China pledged $52.4 billion in additional purchases of American energy over 2020 and 2021 in the agreement, although there was some scepticism in the market about whether it would be able to reach the target. Meanwhile, the International Energy Agency warned in its monthly report that supplies from Iraq, the Middle East’s second-biggest producer, are potentially vulnerable due to rising political risks in the country and broader region.
“The big mover for oil was the double whammy of positivity from the U.S.-China trade deal and the Senate passing the USMCA,” Stephen Innes, Asia Pacific market strategist at AxiTrader, said in a note. That “should provide a significant lift to the U.S. economy and give a boost to oil prices since the U.S. is the largest consumer of oil,” he said.

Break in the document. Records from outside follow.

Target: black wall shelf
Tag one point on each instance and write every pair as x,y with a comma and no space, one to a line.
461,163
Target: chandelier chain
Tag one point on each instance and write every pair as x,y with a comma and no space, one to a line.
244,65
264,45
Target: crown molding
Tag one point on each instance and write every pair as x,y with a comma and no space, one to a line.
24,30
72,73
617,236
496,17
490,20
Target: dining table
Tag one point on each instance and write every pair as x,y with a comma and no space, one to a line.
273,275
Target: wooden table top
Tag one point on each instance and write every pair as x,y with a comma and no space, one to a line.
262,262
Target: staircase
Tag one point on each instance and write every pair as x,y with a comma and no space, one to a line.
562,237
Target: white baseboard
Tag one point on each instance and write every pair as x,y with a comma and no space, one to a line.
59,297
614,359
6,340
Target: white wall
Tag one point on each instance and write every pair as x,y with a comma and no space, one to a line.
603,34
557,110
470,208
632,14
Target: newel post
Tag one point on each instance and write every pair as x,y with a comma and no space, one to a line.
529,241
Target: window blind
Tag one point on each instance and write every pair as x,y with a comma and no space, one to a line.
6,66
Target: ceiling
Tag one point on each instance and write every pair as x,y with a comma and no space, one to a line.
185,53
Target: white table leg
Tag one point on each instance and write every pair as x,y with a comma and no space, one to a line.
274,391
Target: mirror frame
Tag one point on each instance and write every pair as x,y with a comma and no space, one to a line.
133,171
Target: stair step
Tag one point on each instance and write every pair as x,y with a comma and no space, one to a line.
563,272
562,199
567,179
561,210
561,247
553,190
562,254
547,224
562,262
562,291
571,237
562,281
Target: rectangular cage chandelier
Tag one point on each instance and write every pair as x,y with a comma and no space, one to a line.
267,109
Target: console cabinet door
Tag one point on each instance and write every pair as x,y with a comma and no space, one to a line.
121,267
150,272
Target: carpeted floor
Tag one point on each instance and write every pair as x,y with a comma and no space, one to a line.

West Texas Intermediate crude for February delivery declined 2 cents to $58.50 a barrel on the New York Mercantile Exchange as of 11:16 a.m. in Singapore. It’s down 0.9% this week, set for the first back-to-back weekly drop since October.
Brent for March settlement fell 1 cent to $64.61 on the ICE Futures Europe exchange after climbing 1% on Thursday. The contract has fallen 0.6% for the week. The global benchmark crude traded at a $6.08 premium to WTI for the same month.
China’s pledge to buy more U.S. energy looks challenging to meet, particularly if it leaves retaliatory tariffs on American oil and LNG in place. It’s also unclear to what extent the agreement — which leaves most of the duties imposed during the trade war — will revive global economic growth.
The IEA left is global crude demand forecast for 2020 unchanged at 1.2% and also kept its estimate for non-OPEC supply at similar levels. While the Organization of Petroleum Exporting Countries is sticking to an aggressive policy to cut output and prop up prices, there are concerns its efforts may prove fruitless amid rising production from countries outside the group.